For more information on the committees, see the Rules of Procedure for the Supervisory Board at http://www.orlen.pl/EN/Company/Pages/CorporateBylaws.aspx.
The Management Board has authority over all matters at PKN ORLEN which are not reserved for other governing bodies of the Company under the Commercial Companies Code or the Articles of Association. All Management Board Members are obliged and authorized to manage the Company’s affairs.
All matters falling outside the scope of the ordinary course of business require a resolution by the Management Board. However, the Management Board’s approval is not required for actions taken as part of another action already approved by the Management Board, unless otherwise stated in a resolution of the Management Board. Ordinary course of business covers all activities pertaining to trade in fuels as defined in the Company Articles of Association (i.e. crude oil, petroleum products, biocomponents, biofuels and other fuels, including natural gas, industrial gas and fuel gas), and all other activities not listed in the Rules of Procedure for the Management Board.

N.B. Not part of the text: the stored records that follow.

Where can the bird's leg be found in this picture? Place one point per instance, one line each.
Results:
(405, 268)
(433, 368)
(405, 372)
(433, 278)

The Management Board is obliged to provide regular and exhaustive information to the Supervisory Board on all matters of importance and risks connected with the operations of PKN ORLEN, as well as the manner of managing such risks. The Management Board is also obliged to prepare and adopt the Company’s annual and long-term budgets and development strategies, whose form, scope and submission dates are defined by the Supervisory Board. In addition, the PKN ORLEN Management Board is obliged to prepare and present to the Supervisory Board the full-year financial statements of PKN ORLEN and the full-year financial statements of the ORLEN Group for the past financial year.
For more information, see the Rules of Procedure for the Management Board at http://www.orlen.pl/EN/Company/Pages/CorporateBylaws.aspx.
The rules of operation for PKN ORLEN’s governing bodies are specified in:
- The Company’s Articles of Association,
- Rules of Procedure for the General Meeting of Shareholders of PKN ORLEN,
- Rules of Procedure for the Supervisory Board of PKN ORLEN, and
- Rules of Procedure for the Management Board of PKN ORLEN.
For an amendment to PKN ORLEN’s Articles of Association to take effect, a relevant resolution must be adopted by the General Meeting and a relevant entry must be made in the Register of Entrepreneurs. The General Meeting’s resolution to amend the Articles of Association is passed by a majority of three-quarters of votes. The General Meeting may authorise the Supervisory Board to prepare the consolidated text of the amended Articles of Association or to make other wording amendments, as specified in a resolution of the General Meeting. Following entry of the amended Articles of Association in the Register of Entrepreneurs, a relevant current report on the subject is published by PKN ORLEN.
Sections Company and Investor Relations of the PKN ORLEN corporate website contain the most current information on the composition of the Company’s Supervisory Board and Management Board, as well as annual reports on the Company’s compliance with the Code of Best Practice for WSE Listed Companies.